When the fair finally opened, orange stickers appeared on works’ labels like a rapidly-spreading outbreak of chicken pox. Plus, Spear’s talks to Joe La Placa, who has founded a contemporary collection with (gasp!) a hedge-fund manager.
By Josh Spero
Cometh the day, cometh the fair: Wednesday saw the official exclusive preview of the Frieze Art Fair. It was indeed an exclusive, rarefied group of five thousand* international collectors, journos and bon vivants who thundered round the 165 stands, causing gallerinas to tremble and artists to thank god. Orange stickers appeared on labels across the fair like a rapidly-spreading outbreak of chicken pox. (Of course, the real collectors were allowed in at 10.30 and had disappeared by the time we were let in.)
And that wasn’t the only piece of good news: as well as seemingly buoyant sales, the work this year, like at Art Basel, was much subtler, much more subdued. There was not even a Pharrell Williams-Takashi Murakami bejewelled frog to relieve the parsimony. This meant that there were fewer look-at-me million-dollar pieces and the great works of the greatest contemporary artists were by and large absent: there may well have been a revolt if a spot or spin painting had turned up.
There were, of course, plenty of pleasant discoveries, among whom I would include Hiroyuki Masuyama‘s lightboxes layered with modern photographs which, taken together, recreate Turner’s paintings; Jim Hodges‘ That day (Blue) I through X, ten swirling blue pastels mixed with saliva which resemble Raphael’s sketches for heaven; and Lucy Williams‘ Reading room (seinajoki), a piece of craft truly, where bookspines in a bookshelf are slivers of paper.

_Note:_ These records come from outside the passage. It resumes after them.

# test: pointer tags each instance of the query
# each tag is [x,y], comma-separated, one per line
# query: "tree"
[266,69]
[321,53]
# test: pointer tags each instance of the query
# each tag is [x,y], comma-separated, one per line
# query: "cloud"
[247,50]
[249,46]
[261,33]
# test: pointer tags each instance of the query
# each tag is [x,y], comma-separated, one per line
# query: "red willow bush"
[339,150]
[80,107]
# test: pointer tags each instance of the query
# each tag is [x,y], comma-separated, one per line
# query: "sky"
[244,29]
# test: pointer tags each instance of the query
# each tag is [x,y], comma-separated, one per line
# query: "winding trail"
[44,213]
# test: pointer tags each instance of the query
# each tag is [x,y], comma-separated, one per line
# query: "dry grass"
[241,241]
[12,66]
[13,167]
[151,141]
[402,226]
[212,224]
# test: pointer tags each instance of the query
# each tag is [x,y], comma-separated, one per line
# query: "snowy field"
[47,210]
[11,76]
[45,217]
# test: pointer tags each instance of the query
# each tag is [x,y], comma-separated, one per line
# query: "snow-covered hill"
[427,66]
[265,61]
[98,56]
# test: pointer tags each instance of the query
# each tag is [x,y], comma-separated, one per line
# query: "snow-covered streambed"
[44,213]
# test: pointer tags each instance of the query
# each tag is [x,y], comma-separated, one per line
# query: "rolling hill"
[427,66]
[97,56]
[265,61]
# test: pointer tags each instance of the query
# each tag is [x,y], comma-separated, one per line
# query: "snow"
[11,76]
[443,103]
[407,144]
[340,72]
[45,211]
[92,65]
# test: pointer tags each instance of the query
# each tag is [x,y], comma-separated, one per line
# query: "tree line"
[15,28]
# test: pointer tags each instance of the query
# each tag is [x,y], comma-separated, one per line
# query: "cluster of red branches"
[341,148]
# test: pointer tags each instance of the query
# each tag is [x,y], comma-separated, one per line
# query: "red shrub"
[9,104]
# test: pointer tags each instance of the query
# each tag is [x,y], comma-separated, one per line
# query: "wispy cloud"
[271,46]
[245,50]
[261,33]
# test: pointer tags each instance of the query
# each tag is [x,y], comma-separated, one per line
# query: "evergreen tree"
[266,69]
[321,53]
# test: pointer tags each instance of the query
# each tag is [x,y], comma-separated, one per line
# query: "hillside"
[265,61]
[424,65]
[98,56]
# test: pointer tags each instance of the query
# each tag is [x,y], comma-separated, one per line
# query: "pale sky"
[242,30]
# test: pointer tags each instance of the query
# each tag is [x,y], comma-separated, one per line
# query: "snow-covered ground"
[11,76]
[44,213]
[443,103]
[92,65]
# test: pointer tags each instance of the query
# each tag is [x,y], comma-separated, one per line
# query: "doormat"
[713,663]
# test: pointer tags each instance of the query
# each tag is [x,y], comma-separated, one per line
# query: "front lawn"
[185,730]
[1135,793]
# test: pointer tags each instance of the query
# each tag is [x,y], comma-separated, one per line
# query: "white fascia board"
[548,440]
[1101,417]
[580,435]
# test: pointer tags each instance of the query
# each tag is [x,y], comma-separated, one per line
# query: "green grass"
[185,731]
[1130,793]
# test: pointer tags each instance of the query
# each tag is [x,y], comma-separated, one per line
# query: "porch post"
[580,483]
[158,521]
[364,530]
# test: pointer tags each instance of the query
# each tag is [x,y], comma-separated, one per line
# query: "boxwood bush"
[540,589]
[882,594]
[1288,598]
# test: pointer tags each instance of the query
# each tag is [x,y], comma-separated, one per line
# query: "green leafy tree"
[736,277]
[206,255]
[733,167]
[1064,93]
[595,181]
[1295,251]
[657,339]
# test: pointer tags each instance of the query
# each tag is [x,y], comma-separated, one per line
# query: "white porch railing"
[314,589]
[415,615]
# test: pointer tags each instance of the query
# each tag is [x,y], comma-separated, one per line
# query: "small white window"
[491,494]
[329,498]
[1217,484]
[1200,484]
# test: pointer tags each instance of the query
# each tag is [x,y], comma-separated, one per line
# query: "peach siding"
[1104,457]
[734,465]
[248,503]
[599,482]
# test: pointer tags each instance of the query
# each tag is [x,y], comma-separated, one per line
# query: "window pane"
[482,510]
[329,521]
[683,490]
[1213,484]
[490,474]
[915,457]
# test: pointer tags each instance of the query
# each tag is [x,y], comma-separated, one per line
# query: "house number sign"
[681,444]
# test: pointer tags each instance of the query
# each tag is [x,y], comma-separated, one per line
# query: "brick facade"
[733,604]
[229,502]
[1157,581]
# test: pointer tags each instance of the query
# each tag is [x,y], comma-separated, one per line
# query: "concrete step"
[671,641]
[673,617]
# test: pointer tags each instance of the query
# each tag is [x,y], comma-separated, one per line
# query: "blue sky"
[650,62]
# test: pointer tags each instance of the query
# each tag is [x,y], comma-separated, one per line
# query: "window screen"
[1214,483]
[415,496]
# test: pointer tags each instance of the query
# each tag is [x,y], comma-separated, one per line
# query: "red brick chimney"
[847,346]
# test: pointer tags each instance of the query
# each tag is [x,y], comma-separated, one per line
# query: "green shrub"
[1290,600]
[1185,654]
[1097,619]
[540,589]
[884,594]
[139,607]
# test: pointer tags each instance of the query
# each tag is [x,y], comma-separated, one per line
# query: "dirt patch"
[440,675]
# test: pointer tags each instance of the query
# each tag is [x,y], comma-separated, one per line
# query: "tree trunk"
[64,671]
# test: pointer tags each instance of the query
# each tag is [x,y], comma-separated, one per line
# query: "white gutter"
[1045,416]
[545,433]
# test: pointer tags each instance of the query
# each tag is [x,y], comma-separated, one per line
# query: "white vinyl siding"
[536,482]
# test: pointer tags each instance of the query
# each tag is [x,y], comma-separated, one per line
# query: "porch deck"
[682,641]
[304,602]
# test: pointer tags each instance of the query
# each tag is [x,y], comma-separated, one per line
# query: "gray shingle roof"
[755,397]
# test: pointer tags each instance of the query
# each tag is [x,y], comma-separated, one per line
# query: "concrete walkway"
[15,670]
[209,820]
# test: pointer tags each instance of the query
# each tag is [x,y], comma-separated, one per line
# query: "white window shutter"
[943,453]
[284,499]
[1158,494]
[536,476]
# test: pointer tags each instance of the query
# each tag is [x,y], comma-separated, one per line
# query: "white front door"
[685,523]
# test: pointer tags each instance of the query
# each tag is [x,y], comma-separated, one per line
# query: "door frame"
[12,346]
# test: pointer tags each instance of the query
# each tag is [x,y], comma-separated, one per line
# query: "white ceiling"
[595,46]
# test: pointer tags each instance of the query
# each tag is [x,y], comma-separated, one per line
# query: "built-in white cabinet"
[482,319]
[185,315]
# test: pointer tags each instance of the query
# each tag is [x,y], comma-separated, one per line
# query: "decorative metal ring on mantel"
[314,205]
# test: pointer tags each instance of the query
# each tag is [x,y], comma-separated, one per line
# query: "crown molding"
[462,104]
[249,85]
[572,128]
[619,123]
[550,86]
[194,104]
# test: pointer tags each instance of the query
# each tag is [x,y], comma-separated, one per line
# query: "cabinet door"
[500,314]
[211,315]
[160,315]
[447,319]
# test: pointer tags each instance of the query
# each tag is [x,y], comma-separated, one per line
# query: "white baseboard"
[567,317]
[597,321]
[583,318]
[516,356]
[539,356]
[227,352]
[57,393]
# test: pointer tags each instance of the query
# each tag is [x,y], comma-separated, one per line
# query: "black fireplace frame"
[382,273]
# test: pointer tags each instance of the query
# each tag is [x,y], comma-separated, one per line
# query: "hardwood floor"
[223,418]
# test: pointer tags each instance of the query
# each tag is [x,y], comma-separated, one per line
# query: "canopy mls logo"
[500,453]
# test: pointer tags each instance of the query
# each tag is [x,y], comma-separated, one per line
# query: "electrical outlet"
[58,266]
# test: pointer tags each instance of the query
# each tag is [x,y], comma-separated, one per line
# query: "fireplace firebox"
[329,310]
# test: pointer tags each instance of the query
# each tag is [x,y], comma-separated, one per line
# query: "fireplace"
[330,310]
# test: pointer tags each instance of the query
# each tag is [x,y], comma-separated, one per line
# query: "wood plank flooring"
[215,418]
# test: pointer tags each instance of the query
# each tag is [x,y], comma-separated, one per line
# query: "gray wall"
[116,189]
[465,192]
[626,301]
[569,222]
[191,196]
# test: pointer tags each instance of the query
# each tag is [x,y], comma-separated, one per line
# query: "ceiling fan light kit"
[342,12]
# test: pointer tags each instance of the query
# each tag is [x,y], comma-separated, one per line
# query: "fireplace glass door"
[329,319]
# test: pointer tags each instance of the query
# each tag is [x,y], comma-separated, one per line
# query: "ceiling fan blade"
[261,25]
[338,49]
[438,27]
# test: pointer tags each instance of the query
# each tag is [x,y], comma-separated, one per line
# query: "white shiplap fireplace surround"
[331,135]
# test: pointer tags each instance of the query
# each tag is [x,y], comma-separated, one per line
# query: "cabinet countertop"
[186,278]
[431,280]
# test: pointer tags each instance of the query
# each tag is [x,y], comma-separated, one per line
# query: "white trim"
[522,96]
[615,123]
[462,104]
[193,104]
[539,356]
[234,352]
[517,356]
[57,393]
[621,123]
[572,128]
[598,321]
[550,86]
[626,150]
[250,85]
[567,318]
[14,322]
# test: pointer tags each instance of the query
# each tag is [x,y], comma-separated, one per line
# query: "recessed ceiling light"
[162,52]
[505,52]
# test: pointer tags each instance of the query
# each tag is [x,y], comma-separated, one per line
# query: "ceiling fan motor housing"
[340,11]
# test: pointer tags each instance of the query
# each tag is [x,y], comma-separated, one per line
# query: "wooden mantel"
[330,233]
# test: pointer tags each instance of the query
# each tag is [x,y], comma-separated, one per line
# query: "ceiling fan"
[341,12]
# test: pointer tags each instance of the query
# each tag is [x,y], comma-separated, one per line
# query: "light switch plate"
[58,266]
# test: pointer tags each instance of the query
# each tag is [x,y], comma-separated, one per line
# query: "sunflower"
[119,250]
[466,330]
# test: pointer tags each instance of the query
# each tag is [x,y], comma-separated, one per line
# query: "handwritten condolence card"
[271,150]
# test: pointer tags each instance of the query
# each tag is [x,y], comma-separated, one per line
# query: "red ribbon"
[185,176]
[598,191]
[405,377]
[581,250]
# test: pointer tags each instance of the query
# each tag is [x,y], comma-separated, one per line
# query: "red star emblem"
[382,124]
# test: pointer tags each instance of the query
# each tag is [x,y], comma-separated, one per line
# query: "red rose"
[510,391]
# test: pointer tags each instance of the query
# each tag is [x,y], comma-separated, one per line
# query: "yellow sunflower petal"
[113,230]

One new aspect to Frieze is Frame (Frieze Frame, geddit?). This is dedicated to solo artist presentations from galleries under six years old, curated by Daniel Baumann and Sarah McCrory, and is a genius way of drawing attention (admittedly, at the rear of the fair) to those who could not afford a White Cube-size stand or position. Gareth Moore at Lüttgenmeijer from Berlin had a field full of flags, where the flag was black zig-zag material or think pink sheeting or wooden sticks. It was a witty way of playing with nationalism and representation.
Pommery broke out the champagne at 5.30 although some had broken out the vodka even earlier. Spotted earlier that day were Grayson Perry, looking like Whatever Happened to Baby Jane if Bette Davis had been a YBA; Lily Allen; and Sir Nicholas Serota, director of the Tate Galleries.
Despite tremulous qualms about whether the recession would condemn Frieze to the abandoned paint-pot of history, it is clear that its influence – and more importantly, its rejuvenating creativity – has been maintained.
* Author’s estimate based on number of times his toes were trodden on.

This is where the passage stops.